Even though the site is done, today I hacked a bit on reworking the way I did user combined flags. During haxpact (which abruptly ended, oops), I wrote about a mini Sinatra project I had in my staging area to allow users to combine two nations’ flags in a few ways. The goal was always to use this for the WC site, and I hacked the feature in a few days before people signed up. Many people used it and liked it, but the approach I took could’ve been improved.
The problem was twofold: first, the flag getter was a Rails controller, meaning it had to be routed and requested, and on a leaderboard page with 40+ different flags on it, it resulted in 41+ requests to the server. Despite caching, it still takes a while to get through routing as opposed to just a normal image resource (which can be cached by the user’s browser).
Second, the technique used to combine the flags was based on running the convert tool from ImageMagick from the command line. The end result was obviously cached, but ended up producing 152 separate cached images as users tweaked flags, taking up 604kb in computed images. Not to mention the taxing on the server during the production of these cached images! Clearly this wasn’t optimal, there had to be some way for the client to do the work.
A while ago, while doing some infovis stuff with Raphael on the site, I had thought of using that & canvas to have the client render the flags themselves, but dismissed it when I noticed the flags had some blurring issues when used as the fill to an SVG rectangle. However, today a friend mentioned that SVG is not the only thing that can be used on a canvas – he suggested I try just using Javascript to draw on the canvas directly. After some quick tests, this proved to be a viable option.
The technique I ended up going with involved using an image tag set to one of the two flags making up the combination, two HTML5 “data” attributes on that tag, then using some jQuery to replace the images with canvas tags and do the composition right there. This allows the flags to be retrieved just like any other image, and cached by the browser.

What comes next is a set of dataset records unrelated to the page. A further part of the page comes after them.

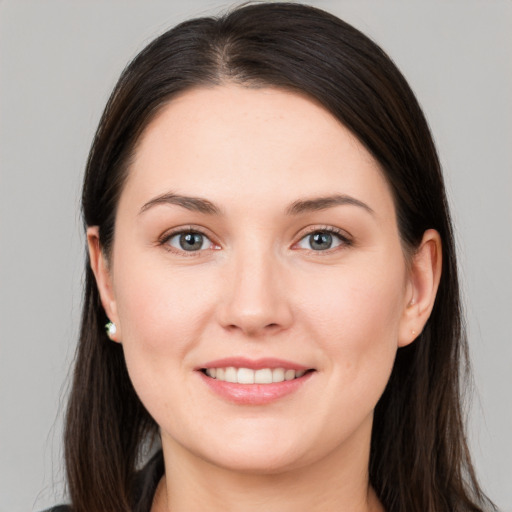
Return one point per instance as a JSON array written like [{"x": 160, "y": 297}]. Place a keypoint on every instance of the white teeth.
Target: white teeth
[
  {"x": 230, "y": 374},
  {"x": 277, "y": 375},
  {"x": 248, "y": 376},
  {"x": 245, "y": 376},
  {"x": 263, "y": 376}
]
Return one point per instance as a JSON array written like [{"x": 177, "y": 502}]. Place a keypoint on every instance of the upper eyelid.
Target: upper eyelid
[
  {"x": 330, "y": 229},
  {"x": 308, "y": 230}
]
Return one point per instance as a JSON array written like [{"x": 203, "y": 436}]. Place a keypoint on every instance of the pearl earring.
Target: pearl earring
[{"x": 111, "y": 330}]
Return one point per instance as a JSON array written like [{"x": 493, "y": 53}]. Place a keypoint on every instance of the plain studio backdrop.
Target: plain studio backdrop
[{"x": 58, "y": 63}]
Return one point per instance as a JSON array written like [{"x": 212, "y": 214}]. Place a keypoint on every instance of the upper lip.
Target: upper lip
[{"x": 253, "y": 364}]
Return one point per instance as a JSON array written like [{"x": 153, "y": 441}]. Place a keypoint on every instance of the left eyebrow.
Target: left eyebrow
[
  {"x": 322, "y": 203},
  {"x": 195, "y": 204}
]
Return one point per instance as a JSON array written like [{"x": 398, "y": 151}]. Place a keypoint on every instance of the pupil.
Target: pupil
[
  {"x": 321, "y": 241},
  {"x": 191, "y": 241}
]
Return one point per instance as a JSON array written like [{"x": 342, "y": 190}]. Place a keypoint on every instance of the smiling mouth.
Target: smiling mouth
[{"x": 250, "y": 376}]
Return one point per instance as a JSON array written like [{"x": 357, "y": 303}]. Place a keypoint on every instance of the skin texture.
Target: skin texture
[{"x": 258, "y": 289}]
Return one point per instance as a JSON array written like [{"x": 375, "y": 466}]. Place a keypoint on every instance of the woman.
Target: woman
[{"x": 271, "y": 252}]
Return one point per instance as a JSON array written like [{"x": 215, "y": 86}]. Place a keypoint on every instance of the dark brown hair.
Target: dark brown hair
[{"x": 419, "y": 457}]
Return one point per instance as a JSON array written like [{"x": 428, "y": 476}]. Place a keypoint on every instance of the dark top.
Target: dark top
[{"x": 145, "y": 486}]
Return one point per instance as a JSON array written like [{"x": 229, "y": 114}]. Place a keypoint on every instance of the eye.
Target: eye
[
  {"x": 322, "y": 240},
  {"x": 189, "y": 241}
]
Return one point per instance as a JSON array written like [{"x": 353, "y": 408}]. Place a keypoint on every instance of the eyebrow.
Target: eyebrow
[
  {"x": 194, "y": 204},
  {"x": 322, "y": 203},
  {"x": 198, "y": 204}
]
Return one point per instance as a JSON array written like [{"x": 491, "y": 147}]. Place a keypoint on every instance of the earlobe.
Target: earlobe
[
  {"x": 100, "y": 268},
  {"x": 423, "y": 283}
]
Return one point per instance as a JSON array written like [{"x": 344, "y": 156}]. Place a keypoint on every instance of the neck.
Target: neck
[{"x": 337, "y": 482}]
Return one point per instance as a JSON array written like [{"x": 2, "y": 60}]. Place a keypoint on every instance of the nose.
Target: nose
[{"x": 255, "y": 301}]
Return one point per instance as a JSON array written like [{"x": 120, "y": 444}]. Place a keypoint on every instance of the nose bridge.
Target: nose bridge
[{"x": 256, "y": 301}]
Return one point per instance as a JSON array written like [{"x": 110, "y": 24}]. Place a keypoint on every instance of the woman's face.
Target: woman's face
[{"x": 256, "y": 239}]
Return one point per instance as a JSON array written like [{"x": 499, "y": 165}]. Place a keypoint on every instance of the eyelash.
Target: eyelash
[
  {"x": 164, "y": 241},
  {"x": 342, "y": 236},
  {"x": 345, "y": 241}
]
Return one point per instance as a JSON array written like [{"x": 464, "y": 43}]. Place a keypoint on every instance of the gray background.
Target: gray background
[{"x": 58, "y": 63}]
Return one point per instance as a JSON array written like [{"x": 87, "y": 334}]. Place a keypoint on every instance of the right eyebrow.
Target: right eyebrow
[{"x": 195, "y": 204}]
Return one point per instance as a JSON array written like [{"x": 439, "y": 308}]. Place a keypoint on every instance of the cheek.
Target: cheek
[
  {"x": 356, "y": 317},
  {"x": 161, "y": 311}
]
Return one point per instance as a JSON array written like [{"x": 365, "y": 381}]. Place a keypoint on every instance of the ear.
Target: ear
[
  {"x": 100, "y": 268},
  {"x": 423, "y": 282}
]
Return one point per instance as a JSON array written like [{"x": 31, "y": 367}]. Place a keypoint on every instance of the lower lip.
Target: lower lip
[{"x": 254, "y": 394}]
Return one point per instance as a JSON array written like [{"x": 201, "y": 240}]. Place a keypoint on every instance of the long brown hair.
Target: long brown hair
[{"x": 419, "y": 458}]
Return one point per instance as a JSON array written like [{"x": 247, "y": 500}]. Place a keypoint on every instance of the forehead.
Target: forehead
[{"x": 254, "y": 144}]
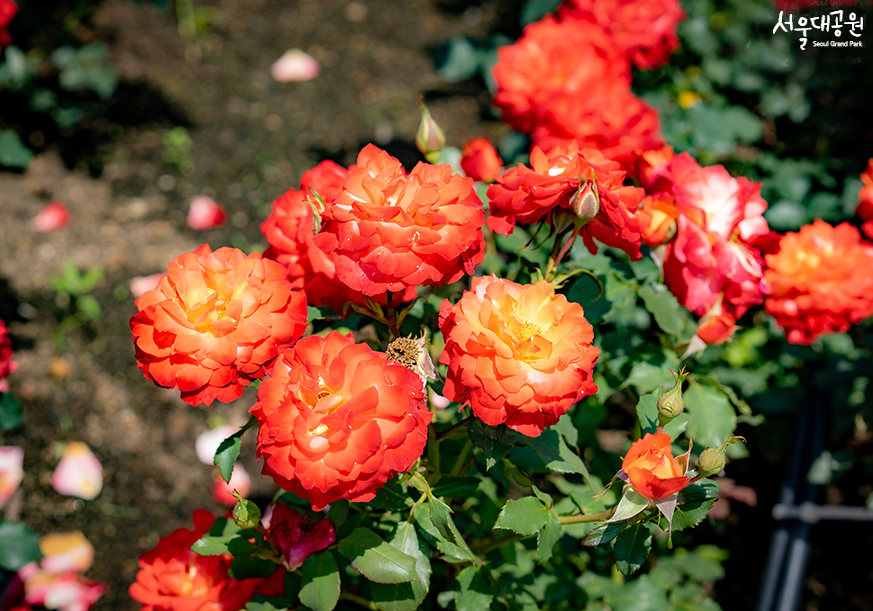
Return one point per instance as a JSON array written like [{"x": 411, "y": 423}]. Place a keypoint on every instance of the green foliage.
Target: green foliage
[{"x": 20, "y": 546}]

I didn’t push it yet, because I didn’t round out support for IE (aka, don’t do anything, it can’t handle canvas well), and well, the World Cup is over, so not much reason to do it. But still neat to see what could’ve been. I reduced the avg query time for the leaderboard from 10.5s down to 4.8s – rather significant. All lessons I’ll take with me for the future, and certainly will be considering how to use with my FM Crests project that I’ll be picking back up.